Building an inclusive workplace
At the Central Bank, we strongly outperform both the financial services sector, the public sector and European peers, in terms of seniority and pay from a gender perspective. More than one third of our board are women, as are 40 per cent of our executive committee, and 43 per cent of our leadership team. We are committed to doing even better. Our 2018 Gender Pay Gap Report demonstrates our pay structures provide for equal pay for equal work. While there are no differences between pay levels at any given grade, overall, there is a 2.7 per cent difference between the average pay for males and females across the Central Bank. The Central Bank as regulator of the financial sector, has also articulated to the financial services industry its expectations. We believe that diversity of thought in the management of financial firms is essential to our mandate to safeguard stability.

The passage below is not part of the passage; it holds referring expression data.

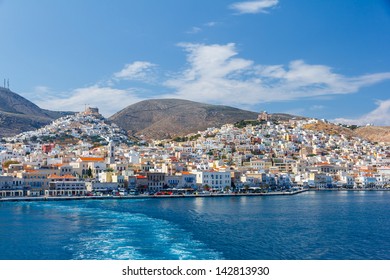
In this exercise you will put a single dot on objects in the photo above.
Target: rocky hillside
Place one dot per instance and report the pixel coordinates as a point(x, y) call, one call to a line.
point(370, 133)
point(17, 114)
point(164, 118)
point(374, 133)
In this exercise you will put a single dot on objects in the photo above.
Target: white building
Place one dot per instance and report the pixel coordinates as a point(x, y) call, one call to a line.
point(214, 179)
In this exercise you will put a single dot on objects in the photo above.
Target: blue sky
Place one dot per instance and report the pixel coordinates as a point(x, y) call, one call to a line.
point(318, 58)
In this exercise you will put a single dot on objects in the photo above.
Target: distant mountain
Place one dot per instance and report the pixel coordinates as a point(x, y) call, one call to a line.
point(370, 133)
point(17, 114)
point(164, 118)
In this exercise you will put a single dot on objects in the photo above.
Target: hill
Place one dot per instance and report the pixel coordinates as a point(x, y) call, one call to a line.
point(164, 118)
point(374, 133)
point(370, 133)
point(17, 114)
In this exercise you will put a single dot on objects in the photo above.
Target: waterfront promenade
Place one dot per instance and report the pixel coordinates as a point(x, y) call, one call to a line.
point(142, 196)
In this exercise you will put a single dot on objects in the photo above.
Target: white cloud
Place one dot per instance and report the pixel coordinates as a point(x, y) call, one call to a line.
point(253, 7)
point(379, 116)
point(136, 71)
point(108, 100)
point(211, 23)
point(215, 74)
point(194, 30)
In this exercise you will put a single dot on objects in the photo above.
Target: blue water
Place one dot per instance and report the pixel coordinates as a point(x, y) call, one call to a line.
point(311, 225)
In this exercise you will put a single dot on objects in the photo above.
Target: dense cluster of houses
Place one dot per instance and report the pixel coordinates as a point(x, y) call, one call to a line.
point(261, 157)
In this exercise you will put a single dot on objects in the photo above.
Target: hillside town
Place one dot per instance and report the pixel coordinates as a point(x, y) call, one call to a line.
point(83, 155)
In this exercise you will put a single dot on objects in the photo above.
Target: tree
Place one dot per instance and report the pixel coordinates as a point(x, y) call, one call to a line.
point(89, 172)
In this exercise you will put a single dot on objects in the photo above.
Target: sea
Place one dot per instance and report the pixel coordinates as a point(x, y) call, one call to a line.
point(315, 225)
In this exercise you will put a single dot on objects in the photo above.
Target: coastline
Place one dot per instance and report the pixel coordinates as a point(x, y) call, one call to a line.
point(53, 198)
point(61, 198)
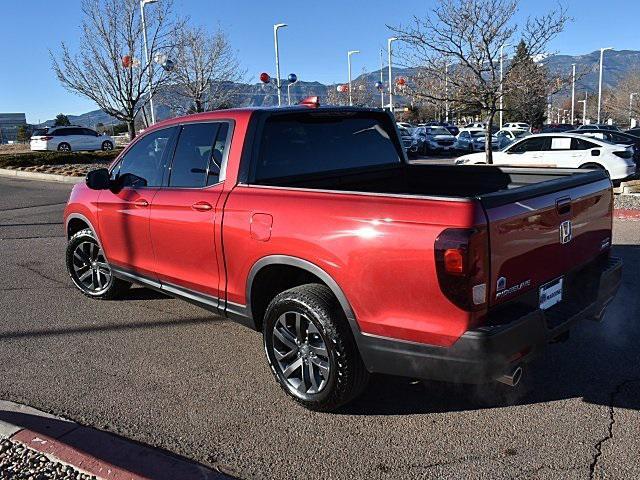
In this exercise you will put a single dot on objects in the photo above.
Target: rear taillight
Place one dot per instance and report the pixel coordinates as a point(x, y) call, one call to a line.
point(626, 154)
point(462, 265)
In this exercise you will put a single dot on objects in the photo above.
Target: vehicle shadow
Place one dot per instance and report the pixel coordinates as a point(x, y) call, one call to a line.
point(595, 364)
point(124, 457)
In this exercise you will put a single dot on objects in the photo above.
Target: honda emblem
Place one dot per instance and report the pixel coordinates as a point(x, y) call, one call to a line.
point(566, 233)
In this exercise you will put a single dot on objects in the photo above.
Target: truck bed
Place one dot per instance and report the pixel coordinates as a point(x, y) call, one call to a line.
point(490, 184)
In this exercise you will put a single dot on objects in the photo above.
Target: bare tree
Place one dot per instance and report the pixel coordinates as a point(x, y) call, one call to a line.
point(109, 67)
point(206, 72)
point(458, 44)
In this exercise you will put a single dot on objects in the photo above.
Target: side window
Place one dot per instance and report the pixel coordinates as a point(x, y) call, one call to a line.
point(194, 156)
point(215, 163)
point(580, 144)
point(538, 144)
point(143, 165)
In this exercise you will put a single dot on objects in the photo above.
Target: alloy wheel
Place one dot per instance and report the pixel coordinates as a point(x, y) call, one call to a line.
point(90, 269)
point(301, 353)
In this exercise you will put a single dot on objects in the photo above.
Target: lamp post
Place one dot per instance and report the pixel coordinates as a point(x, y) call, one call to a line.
point(602, 50)
point(381, 81)
point(349, 53)
point(501, 79)
point(146, 56)
point(573, 93)
point(389, 42)
point(291, 79)
point(631, 108)
point(276, 27)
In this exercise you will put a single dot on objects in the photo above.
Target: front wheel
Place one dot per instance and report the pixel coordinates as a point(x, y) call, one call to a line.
point(311, 349)
point(89, 270)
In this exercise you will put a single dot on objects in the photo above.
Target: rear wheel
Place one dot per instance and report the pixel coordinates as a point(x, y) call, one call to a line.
point(311, 349)
point(89, 270)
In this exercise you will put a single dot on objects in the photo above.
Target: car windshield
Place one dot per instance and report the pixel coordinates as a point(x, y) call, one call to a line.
point(438, 131)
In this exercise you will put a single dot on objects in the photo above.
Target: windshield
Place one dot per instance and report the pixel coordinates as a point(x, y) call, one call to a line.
point(438, 131)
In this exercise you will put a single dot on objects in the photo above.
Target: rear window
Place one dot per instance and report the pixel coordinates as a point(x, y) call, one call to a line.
point(306, 144)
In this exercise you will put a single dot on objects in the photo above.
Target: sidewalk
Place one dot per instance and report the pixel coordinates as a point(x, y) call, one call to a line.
point(41, 444)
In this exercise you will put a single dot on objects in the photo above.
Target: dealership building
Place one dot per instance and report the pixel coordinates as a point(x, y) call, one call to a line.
point(9, 124)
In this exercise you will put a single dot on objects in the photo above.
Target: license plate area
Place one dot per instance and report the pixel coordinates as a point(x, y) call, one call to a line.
point(551, 293)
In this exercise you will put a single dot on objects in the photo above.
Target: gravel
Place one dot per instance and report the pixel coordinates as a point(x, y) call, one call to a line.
point(18, 462)
point(627, 201)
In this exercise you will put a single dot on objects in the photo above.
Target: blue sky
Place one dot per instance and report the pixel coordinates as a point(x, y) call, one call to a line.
point(314, 45)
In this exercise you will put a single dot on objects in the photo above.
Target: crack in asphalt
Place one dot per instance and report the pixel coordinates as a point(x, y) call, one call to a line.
point(609, 436)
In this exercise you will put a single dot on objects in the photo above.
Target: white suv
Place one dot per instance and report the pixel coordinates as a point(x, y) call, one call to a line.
point(563, 150)
point(71, 138)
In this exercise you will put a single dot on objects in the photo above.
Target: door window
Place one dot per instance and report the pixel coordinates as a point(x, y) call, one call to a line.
point(198, 156)
point(143, 165)
point(537, 144)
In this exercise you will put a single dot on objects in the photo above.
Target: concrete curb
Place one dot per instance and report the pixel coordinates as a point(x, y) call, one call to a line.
point(47, 177)
point(95, 452)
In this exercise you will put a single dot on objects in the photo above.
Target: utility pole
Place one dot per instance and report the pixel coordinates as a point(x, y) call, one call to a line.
point(602, 50)
point(573, 94)
point(276, 27)
point(389, 41)
point(349, 53)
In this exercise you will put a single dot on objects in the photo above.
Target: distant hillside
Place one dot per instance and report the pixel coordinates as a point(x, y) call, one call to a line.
point(618, 64)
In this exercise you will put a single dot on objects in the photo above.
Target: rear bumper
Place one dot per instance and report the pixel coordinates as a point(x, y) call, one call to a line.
point(486, 353)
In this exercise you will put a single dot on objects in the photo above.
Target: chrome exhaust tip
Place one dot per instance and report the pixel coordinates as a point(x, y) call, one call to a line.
point(512, 378)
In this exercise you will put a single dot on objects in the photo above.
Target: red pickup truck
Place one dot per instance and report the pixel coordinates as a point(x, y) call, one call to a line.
point(308, 224)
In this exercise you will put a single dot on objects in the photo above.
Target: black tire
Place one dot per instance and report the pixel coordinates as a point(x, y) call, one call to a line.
point(326, 326)
point(84, 257)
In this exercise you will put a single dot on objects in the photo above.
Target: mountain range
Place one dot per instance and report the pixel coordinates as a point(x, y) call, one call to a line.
point(618, 64)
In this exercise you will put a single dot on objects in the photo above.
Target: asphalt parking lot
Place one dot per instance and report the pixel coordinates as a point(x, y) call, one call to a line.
point(166, 373)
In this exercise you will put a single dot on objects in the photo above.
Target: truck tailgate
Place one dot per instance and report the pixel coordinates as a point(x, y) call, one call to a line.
point(537, 240)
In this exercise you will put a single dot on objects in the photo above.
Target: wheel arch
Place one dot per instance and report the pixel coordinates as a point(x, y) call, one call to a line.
point(255, 305)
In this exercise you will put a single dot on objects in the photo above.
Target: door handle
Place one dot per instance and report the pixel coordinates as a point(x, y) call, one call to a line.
point(202, 206)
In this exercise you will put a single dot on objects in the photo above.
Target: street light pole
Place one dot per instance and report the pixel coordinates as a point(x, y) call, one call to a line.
point(349, 53)
point(381, 81)
point(501, 79)
point(573, 94)
point(276, 27)
point(389, 41)
point(631, 108)
point(147, 59)
point(602, 50)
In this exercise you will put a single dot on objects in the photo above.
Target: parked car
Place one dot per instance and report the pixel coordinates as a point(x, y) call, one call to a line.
point(474, 140)
point(599, 126)
point(453, 130)
point(70, 139)
point(621, 138)
point(516, 126)
point(406, 125)
point(507, 136)
point(304, 220)
point(563, 150)
point(408, 142)
point(557, 128)
point(434, 140)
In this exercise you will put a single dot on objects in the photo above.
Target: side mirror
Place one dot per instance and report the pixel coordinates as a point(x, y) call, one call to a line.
point(98, 179)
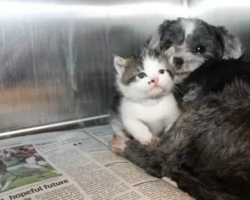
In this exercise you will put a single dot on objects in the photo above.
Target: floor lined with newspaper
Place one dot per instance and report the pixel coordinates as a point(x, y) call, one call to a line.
point(75, 165)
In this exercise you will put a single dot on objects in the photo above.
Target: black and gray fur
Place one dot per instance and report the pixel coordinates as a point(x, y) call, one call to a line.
point(191, 42)
point(207, 151)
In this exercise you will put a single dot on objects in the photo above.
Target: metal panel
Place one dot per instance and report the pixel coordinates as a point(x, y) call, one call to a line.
point(56, 56)
point(232, 14)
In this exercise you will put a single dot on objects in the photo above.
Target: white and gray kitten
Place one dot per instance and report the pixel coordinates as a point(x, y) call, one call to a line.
point(144, 105)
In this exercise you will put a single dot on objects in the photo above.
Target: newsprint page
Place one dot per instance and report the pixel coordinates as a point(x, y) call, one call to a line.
point(75, 165)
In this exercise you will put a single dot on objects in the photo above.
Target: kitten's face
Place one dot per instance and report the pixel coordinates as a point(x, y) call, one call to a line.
point(144, 76)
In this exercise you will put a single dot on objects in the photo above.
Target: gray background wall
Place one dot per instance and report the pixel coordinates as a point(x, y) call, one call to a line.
point(56, 56)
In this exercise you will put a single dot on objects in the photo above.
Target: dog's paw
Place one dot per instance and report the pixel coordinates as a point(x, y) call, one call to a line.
point(118, 144)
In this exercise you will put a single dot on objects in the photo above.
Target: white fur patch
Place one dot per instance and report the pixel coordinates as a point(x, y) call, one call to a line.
point(188, 26)
point(143, 120)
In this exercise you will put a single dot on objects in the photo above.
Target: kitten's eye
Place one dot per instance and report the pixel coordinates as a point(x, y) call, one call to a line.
point(200, 49)
point(141, 75)
point(168, 44)
point(170, 73)
point(161, 71)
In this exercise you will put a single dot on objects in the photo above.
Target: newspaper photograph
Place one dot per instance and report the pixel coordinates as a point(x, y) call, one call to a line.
point(22, 165)
point(75, 165)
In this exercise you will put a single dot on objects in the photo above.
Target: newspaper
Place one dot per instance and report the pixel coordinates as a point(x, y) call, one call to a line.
point(75, 165)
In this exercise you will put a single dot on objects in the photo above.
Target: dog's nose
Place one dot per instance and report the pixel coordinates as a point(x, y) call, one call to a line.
point(178, 61)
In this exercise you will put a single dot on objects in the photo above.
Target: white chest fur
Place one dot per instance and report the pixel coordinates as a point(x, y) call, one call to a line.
point(156, 115)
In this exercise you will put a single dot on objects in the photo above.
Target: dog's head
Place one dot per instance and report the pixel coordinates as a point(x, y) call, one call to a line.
point(189, 42)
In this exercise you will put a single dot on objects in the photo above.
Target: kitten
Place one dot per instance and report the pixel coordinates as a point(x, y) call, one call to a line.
point(145, 105)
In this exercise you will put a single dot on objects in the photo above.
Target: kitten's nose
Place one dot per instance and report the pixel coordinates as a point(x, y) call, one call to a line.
point(155, 80)
point(178, 62)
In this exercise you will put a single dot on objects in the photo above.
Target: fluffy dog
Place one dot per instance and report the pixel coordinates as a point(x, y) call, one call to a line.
point(190, 42)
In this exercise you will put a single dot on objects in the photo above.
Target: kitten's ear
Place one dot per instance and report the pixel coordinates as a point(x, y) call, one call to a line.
point(119, 64)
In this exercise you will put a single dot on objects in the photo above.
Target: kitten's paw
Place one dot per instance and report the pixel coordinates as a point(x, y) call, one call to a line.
point(154, 141)
point(118, 144)
point(145, 139)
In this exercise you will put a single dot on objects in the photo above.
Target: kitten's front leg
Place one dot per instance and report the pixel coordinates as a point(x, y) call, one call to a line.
point(139, 131)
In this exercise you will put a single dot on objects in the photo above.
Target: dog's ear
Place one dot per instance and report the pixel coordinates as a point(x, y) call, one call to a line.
point(232, 45)
point(155, 41)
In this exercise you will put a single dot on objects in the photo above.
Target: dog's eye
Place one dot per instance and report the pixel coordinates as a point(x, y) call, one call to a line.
point(161, 71)
point(141, 75)
point(168, 44)
point(200, 49)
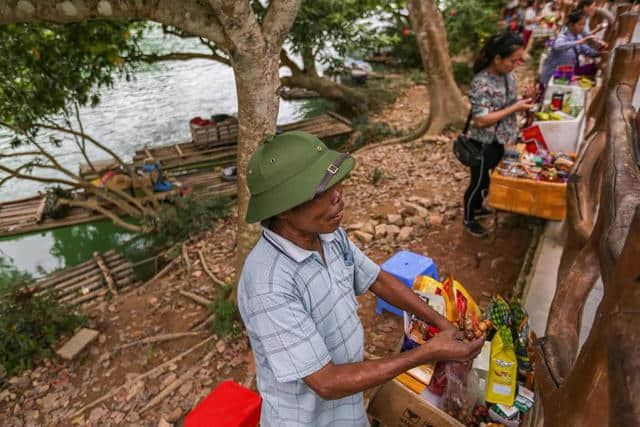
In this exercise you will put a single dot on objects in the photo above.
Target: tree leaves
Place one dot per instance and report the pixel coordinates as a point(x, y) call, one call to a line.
point(47, 67)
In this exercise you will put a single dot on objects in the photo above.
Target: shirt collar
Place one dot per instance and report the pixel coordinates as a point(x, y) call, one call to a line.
point(290, 249)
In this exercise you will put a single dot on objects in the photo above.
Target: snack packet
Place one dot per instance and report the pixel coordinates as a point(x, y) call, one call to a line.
point(501, 382)
point(427, 284)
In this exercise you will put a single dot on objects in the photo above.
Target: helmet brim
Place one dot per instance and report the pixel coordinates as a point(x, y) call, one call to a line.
point(296, 190)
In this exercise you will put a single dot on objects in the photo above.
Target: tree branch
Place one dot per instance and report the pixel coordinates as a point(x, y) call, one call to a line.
point(15, 173)
point(83, 147)
point(239, 25)
point(180, 56)
point(279, 19)
point(20, 154)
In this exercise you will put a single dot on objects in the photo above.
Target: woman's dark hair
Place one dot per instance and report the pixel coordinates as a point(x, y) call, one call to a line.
point(502, 44)
point(575, 16)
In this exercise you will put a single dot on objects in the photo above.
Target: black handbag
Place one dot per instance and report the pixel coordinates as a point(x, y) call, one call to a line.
point(465, 150)
point(468, 152)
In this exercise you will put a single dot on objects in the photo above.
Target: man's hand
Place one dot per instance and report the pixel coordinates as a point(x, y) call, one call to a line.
point(523, 105)
point(448, 345)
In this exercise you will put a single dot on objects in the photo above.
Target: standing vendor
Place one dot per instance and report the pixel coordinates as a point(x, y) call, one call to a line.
point(298, 287)
point(494, 106)
point(568, 46)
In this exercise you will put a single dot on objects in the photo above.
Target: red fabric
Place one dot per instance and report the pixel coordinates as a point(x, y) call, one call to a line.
point(229, 405)
point(526, 35)
point(534, 133)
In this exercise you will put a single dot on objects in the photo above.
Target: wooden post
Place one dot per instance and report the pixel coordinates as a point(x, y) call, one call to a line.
point(105, 272)
point(584, 183)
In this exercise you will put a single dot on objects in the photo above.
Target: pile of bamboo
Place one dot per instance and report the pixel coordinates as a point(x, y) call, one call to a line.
point(21, 212)
point(106, 273)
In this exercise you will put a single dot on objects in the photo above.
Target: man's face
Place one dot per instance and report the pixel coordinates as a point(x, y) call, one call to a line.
point(590, 10)
point(322, 215)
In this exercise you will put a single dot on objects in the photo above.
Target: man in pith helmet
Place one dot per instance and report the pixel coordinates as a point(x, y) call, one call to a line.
point(297, 292)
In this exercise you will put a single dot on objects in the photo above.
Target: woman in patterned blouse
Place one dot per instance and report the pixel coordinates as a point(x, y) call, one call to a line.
point(493, 107)
point(568, 46)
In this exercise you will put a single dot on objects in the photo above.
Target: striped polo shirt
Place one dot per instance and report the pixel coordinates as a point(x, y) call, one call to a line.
point(301, 313)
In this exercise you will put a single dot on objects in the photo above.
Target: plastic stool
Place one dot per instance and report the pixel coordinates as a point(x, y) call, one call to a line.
point(405, 266)
point(229, 405)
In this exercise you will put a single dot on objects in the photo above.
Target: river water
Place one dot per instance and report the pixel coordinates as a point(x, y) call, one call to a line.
point(152, 109)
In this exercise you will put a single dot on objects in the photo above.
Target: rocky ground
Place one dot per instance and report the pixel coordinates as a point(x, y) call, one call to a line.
point(398, 197)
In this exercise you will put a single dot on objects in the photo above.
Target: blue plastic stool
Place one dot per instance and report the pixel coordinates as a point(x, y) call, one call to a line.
point(405, 266)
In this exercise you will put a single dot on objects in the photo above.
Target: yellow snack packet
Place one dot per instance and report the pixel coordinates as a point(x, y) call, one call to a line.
point(429, 285)
point(503, 368)
point(466, 306)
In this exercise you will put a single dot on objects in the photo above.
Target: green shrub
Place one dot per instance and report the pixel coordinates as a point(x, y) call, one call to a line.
point(470, 22)
point(463, 73)
point(29, 326)
point(226, 322)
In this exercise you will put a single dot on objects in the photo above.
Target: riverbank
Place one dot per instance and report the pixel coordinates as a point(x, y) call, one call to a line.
point(422, 172)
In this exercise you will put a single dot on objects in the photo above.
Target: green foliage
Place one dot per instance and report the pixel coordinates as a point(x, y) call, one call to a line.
point(29, 326)
point(470, 22)
point(396, 37)
point(371, 132)
point(188, 215)
point(46, 68)
point(463, 73)
point(333, 29)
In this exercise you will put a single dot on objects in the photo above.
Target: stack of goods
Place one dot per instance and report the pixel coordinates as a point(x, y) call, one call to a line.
point(575, 76)
point(534, 161)
point(560, 104)
point(495, 387)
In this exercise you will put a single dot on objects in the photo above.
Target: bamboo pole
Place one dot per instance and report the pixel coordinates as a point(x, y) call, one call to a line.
point(128, 384)
point(105, 273)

Given how busy and demanding modern life is, we recognise at the Central Bank that all our employees need support in managing their careers and responsibilities outside of the workplace. We have a variety of flexible working arrangements, with flexible working hours part of the normal culture with many employees availing of flexible leave.
We have four employee-led networks (Women's; Parents & Carers; Rainbow; BankAbility) all which host workshops and talks, raise awareness and create an inclusive culture. Some initiatives from these groups;
- Our Parents & Carer's Network developed e-learning module to support managers in engaging positively with expectant mothers and fathers.
- Our Rainbow Network organised a mentoring session by the charity BelongTo who provided information to parents, cares and others about how to support young people when they come out as LGBT+.
- Our BankAbility network launched two videos about our 'work environment' and 'how we work'.
There is also a pilot coaching programme to support women before during and after maternity leave.
Our senior leaders have spoken publically on the importance of diversity and inclusion. Deputy governor, Sharon Donnery this year told an audience of international central bankers about her belief that ensuring appropriate gender representation is not just the preserve of HR professionals but also of senior managers who importantly set the tone for the organisation. In our role as regulator we have been forthright outlining the expectation of the financial firms we regulate to have the diversity of demographics and of thought that ensures good governance and mitigates against the consequences of groupthink. Commenting earlier this year on the publication of research by the Central Bank on demographics of applications for regulatory approval for senior financial roles; deputy governor, Ed Sibley said, "The Central Bank will continue to prioritise driving meaningful change in the levels of diversity at senior levels in regulated financial services firms."
There is a strong business imperative for organisations to do everything they can to attract, develop and retain diverse talent. Research shows that gender diversity can lead to better outcomes in terms of productivity, governance and decision-making. We expect this of the firms we regulate and our public interest mandate means that we have an obligation to do what is right and uphold the highest standards of ethics and integrity.